Poetry from JD DeHart

John Ramm (appearing at Eunoia Review and at Writing Raw)
When first domesticated, John was given
A power tie and a mug with antlers
He was informed about corporate life
Now he paces in the offices
Snorting and bucking, attempting to climb
The heights are sheer
This is what his hooves are made for
They talk about him at the water cooler.
The Ballad of John Ramm (appearing on VerseWrights)
Munching twigs, scenting
the air, hidden in a thicket
of leaves, brambles, thorns,
agile feet take him to flight
but not soon enough
Hailing a cab, trying to make
his way to work, he remembers
distantly what it was like to be
in the wild, but that was so long
ago, it seems like a different
animal lived then
While others preen, he pummels
While others rant, he rams.
Legend of John Ramm (appearing on Squawk Back)
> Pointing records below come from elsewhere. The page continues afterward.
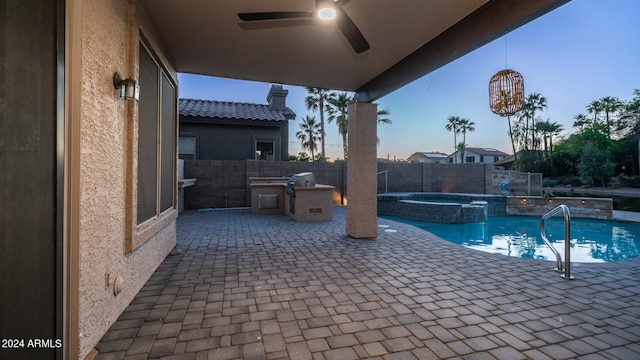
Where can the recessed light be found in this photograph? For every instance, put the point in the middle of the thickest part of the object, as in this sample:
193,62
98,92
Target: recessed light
327,13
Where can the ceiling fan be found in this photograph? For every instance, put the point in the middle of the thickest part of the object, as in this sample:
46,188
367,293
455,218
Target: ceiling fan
324,10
Not sure why he spells his name
with two m’s sometimes. Maybe
it’s just been that long.
You can tell by the way he sniffs
the day, it’s not all good here. He
wants you to think it is. We all do.
How are you, I’m fine. Do they
even give you time to answer? I
sit across, study his antlers, want
to set him free. But his handlers
just won’t let me.
Like Ramms at Play (appearing on Venus in Scorpio)
He was a creature of the forest,
at work and at play,
then forced into an office.
But all that has been said before.
Now the family
must manage the remains,
decide if they will return
to the forest glen, scamper
and rut, or make the continual
business climb.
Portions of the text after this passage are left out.